Bulan demi bulan berlalu. kami masih belum berkomunikasi satu sama lain. Mama sering meninggalkan rumah. Entah kemana. Aku nggak berani bertanya, takut malahan membuatnya lebih marah.
Sudah 3 bulan aku tidak berbicara dengan Mama.
Hari-hari yang kuhadapi sering aku isi dengan mengurung diri di kamar sambil membaca sejarah para Nabi. Terutama kisah-kisah Rasullulah yang membuatku semakin mantap menjadi seorang muslim.
BRAAkK..!!!
Tiba-tiba pintu kamar dibuka dengan suara keras.
Aku menengok dan terlihat Mama masuk dengan membawa sebuah kotak yang cukup besar.
Parasnya dingin dan sulit ditebak apa yang ada di pikirannya.
“Nduk, Mama mau tanya. Kamu harus menjawab dengan tegas!” katanya.
“Iya, Ma,” sahutku dengan suara hampir tak terdengar.
Dalam hati aku bersorak karena akhirnya Mama mau berbicara lagi.
“Kamu sudah mantap mau masuk islam?” tanyanya lagi tanpa basa-basi.
“Mantap, Ma.

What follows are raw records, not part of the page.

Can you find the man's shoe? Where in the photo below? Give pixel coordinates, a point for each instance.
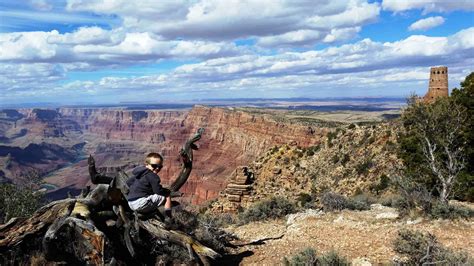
(168, 223)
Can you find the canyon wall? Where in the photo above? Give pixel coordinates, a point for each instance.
(122, 137)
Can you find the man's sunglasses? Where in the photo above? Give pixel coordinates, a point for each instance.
(156, 166)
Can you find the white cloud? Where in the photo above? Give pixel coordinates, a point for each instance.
(426, 23)
(42, 5)
(98, 47)
(275, 21)
(362, 65)
(428, 5)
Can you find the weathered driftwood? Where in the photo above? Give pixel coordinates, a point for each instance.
(97, 226)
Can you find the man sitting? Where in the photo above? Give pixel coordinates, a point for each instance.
(146, 193)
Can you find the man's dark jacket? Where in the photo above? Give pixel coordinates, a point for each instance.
(144, 183)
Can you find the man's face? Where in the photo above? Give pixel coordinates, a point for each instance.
(155, 165)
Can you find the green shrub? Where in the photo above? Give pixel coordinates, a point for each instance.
(304, 200)
(332, 258)
(424, 249)
(345, 158)
(364, 167)
(384, 182)
(333, 201)
(308, 257)
(18, 201)
(446, 211)
(273, 208)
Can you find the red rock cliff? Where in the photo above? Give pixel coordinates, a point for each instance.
(232, 138)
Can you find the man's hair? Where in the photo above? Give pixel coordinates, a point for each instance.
(153, 155)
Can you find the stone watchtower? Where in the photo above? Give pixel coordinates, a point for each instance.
(438, 84)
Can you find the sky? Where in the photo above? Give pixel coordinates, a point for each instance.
(109, 52)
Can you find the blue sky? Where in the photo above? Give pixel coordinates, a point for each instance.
(97, 51)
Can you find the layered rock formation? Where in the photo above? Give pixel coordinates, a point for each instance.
(119, 137)
(351, 160)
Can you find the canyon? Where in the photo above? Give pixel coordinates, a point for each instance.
(119, 139)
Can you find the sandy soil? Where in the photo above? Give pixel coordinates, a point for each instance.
(364, 234)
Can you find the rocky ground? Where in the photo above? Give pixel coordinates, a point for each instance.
(360, 236)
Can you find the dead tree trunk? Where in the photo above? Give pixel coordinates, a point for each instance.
(96, 228)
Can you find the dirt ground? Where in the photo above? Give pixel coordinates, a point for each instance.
(362, 235)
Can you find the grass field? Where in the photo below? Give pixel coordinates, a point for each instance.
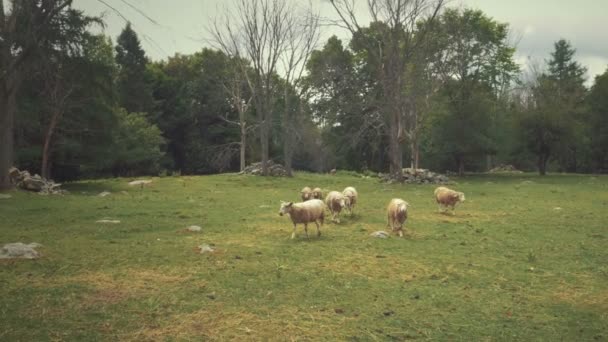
(509, 266)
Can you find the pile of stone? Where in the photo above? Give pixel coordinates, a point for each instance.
(505, 168)
(24, 180)
(415, 176)
(20, 250)
(274, 169)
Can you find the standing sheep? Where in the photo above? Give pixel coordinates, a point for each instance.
(448, 198)
(317, 193)
(304, 212)
(397, 214)
(335, 201)
(306, 194)
(351, 194)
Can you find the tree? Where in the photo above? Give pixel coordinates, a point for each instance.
(64, 69)
(302, 37)
(136, 145)
(475, 64)
(552, 109)
(344, 97)
(567, 77)
(135, 94)
(23, 29)
(597, 104)
(389, 43)
(255, 36)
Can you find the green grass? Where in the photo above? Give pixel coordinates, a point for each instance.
(508, 266)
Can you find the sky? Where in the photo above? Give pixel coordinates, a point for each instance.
(180, 25)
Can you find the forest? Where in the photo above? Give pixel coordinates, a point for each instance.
(421, 85)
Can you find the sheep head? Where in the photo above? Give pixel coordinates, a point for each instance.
(285, 208)
(461, 196)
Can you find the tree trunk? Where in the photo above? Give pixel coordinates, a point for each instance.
(287, 135)
(460, 165)
(8, 107)
(542, 163)
(415, 153)
(243, 144)
(265, 134)
(395, 155)
(46, 150)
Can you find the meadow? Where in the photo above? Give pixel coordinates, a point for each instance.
(524, 258)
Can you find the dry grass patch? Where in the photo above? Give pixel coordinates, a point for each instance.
(217, 323)
(378, 267)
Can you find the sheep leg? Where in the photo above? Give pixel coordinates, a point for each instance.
(293, 235)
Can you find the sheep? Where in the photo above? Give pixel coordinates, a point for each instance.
(397, 214)
(306, 194)
(335, 201)
(448, 198)
(317, 193)
(352, 195)
(304, 212)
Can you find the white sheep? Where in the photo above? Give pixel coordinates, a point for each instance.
(397, 214)
(352, 195)
(304, 212)
(306, 194)
(317, 193)
(335, 201)
(448, 198)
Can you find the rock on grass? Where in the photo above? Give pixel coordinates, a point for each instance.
(20, 250)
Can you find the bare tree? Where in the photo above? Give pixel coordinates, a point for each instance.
(302, 38)
(22, 30)
(393, 48)
(241, 103)
(255, 35)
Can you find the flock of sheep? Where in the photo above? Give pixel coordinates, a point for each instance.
(312, 207)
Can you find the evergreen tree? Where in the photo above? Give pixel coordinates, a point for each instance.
(134, 90)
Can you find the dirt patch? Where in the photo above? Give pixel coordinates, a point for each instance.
(217, 323)
(374, 267)
(580, 296)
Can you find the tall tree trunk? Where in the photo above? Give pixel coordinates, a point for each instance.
(46, 150)
(460, 165)
(8, 107)
(265, 133)
(243, 144)
(287, 135)
(542, 163)
(395, 155)
(415, 153)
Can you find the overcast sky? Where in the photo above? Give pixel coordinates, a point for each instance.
(535, 25)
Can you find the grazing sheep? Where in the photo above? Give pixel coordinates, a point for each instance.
(397, 214)
(304, 212)
(306, 194)
(352, 195)
(317, 193)
(335, 201)
(448, 198)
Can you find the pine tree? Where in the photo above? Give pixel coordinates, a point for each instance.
(134, 92)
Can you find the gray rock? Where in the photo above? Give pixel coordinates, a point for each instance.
(20, 250)
(108, 221)
(205, 248)
(194, 229)
(25, 181)
(380, 234)
(140, 182)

Chicha rasa ini benar-benar panggilan Allah,” jawabku pelan tapi tegas.
“Okay, kalau begitu,” kata Mama lalu dia mengangsurkan kotak yang dibawanya ke tanganku.

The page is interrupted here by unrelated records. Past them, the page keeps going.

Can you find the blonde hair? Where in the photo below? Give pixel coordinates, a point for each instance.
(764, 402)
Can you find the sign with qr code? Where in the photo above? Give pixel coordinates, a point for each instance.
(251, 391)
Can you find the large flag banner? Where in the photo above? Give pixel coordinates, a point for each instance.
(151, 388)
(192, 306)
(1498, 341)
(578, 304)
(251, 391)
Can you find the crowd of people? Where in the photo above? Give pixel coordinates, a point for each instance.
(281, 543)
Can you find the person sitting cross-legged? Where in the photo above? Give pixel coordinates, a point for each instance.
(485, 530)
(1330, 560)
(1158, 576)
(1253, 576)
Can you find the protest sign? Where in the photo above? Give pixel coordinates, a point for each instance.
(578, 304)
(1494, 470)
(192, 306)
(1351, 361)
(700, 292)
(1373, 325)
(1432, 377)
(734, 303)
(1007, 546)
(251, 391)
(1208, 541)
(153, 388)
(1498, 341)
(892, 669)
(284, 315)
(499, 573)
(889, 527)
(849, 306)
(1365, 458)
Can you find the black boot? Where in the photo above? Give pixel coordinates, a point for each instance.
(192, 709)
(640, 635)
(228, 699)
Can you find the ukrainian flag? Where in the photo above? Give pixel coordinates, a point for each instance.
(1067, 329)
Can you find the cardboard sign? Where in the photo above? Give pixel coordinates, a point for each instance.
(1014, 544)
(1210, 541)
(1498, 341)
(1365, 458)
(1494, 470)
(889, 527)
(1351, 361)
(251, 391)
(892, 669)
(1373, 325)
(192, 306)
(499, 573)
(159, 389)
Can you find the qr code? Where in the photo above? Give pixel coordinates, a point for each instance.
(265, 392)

Dengan terheran-heran, aku menerima kotak tersebut, “Apa ini, Ma?”
“Nggak usah banyak tanya. Kamu buka aja kotak itu sekarang juga.”
Dengan gerak perlahan, aku membuka kotak tersebut.
Masya Allah!
Ternyata isinya adalah Kitab Suci Al Quran, mukena, kerudung, buku-buku agama Islam yang lumayan tebalnya.

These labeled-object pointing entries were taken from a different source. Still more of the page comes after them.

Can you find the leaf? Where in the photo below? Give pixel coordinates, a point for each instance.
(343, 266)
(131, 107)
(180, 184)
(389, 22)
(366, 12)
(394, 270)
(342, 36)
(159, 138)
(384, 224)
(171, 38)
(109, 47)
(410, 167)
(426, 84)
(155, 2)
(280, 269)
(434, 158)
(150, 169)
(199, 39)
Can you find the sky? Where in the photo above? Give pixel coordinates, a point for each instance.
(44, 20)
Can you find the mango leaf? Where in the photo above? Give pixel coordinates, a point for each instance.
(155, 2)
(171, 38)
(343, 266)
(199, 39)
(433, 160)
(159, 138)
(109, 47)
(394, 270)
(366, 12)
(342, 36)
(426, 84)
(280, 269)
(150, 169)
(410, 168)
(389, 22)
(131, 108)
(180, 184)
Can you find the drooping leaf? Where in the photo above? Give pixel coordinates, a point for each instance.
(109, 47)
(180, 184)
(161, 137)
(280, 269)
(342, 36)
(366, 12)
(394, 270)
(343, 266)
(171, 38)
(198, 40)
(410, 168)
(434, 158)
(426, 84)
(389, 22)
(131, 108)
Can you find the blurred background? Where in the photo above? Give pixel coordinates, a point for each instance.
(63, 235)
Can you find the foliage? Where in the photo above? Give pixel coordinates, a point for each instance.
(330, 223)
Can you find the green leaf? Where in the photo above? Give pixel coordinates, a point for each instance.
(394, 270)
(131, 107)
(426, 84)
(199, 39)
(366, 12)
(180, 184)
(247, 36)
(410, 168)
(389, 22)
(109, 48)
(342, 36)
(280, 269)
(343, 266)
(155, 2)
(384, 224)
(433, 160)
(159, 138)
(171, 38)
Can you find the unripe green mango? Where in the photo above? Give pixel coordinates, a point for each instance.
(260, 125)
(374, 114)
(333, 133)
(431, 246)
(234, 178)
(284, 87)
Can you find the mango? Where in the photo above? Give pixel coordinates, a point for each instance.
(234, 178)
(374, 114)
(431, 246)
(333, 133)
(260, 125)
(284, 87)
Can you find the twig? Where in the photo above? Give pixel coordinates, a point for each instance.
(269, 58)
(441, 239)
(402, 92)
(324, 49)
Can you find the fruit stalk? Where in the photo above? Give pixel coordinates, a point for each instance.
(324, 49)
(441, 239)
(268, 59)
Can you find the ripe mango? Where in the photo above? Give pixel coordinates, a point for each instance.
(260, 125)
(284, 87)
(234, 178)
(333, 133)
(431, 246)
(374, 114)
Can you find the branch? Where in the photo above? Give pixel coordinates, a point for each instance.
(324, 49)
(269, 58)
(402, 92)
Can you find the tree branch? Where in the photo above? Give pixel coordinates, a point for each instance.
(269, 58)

Aku menatap Mama dengan pandangan bertanya.
Mama membalas menatapku dengan tajam,
“Kalau kamu ingin menjadi Islam, be a good one..!”
Mendengar perkatannya, aku menangis dan menghambur ke pelukan Mama.
Mama memeluk aku seerat yang dia bisa.
Tangisku makin menjadi-jadi dan membasahi baju Mama di bagian dada.